A national study of the efficiency of hospitals in urban markets
Ozcan, Y. A. L., R.D. (1993). A national study of the efficiency of hospitals in urban markets. [Journal Article]. Health Services Research, 27(6), 719.
Using a sample of 3,000 urban hospitals, this article examines the contributions of selected hospital characteristics to variations in hospital technical efficiencies, while it accounts for multiple products and inputs, and controls for local environmental variations. Four hospital characteristics are examined: hospital size, membership in a multihospital system, ownership, and payer mix (managed care contracts, percent Medicare, and percent Medicaid).
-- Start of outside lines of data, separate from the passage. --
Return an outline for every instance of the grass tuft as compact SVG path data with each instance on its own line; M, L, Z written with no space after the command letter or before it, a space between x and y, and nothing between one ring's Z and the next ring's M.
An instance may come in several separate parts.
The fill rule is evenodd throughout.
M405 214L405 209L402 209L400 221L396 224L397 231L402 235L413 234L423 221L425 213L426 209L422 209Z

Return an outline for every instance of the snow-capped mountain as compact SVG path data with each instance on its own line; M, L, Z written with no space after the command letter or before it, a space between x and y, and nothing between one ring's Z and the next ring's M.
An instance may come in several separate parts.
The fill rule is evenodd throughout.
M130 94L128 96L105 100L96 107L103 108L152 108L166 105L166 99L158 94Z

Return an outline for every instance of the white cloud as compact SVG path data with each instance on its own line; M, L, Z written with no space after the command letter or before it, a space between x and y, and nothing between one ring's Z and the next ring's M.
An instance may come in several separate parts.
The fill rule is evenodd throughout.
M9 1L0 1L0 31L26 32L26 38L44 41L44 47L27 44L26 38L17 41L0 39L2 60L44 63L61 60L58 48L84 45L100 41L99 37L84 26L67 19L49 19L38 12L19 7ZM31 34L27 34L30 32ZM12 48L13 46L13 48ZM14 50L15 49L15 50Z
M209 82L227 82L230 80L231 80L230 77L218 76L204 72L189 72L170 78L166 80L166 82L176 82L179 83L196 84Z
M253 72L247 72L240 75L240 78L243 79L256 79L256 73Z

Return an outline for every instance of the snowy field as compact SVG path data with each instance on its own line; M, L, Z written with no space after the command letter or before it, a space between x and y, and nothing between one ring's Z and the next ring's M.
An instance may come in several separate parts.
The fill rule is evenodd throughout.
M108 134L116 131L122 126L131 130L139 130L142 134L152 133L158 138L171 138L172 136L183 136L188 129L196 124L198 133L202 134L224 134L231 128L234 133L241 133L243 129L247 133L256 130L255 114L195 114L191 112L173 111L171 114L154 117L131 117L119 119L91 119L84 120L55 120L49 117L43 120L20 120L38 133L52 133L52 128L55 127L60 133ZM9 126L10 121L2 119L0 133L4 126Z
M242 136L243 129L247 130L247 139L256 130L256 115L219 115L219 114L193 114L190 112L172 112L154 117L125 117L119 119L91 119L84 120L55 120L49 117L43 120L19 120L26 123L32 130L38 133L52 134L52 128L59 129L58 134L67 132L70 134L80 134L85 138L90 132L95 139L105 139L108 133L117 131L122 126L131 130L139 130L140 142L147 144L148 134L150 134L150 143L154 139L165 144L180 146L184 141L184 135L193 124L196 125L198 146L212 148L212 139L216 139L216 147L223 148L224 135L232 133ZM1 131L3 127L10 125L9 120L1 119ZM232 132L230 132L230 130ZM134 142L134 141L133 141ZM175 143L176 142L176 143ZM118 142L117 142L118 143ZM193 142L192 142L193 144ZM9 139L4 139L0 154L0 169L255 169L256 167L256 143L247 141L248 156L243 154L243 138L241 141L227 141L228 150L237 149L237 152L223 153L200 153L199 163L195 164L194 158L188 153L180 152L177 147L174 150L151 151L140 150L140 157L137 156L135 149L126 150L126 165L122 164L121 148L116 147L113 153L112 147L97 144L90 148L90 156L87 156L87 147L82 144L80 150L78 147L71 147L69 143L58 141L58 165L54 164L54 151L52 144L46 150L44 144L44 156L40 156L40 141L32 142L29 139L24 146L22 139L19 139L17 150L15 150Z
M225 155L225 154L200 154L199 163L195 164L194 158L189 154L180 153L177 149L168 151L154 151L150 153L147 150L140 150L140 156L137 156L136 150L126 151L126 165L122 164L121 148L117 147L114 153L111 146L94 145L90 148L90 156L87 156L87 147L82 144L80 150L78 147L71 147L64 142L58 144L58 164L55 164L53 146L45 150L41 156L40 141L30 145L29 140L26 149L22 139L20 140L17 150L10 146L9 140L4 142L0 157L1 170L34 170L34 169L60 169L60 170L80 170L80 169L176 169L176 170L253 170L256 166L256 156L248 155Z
Ownership and percent Medicare are consistently found to be related significantly to hospital efficiency. Within the ownership variable, government hospitals tend to be more efficient and for-profit hospitals less efficient than other hospitals. Higher percentages of Medicare payment are negatively related to efficiency. While not consistently significant across all five of the MSA size categories in which the analyses are conducted, possession of managed care contracts, membership in a multihospital system, and size all are consistently related positively to hospital technical efficiency. These variables are also all significant when the hospitals are examined in a combined analysis. Percent Medicaid was not significant in any of the analyses. Implications for policy and the need for methodological work are discussed.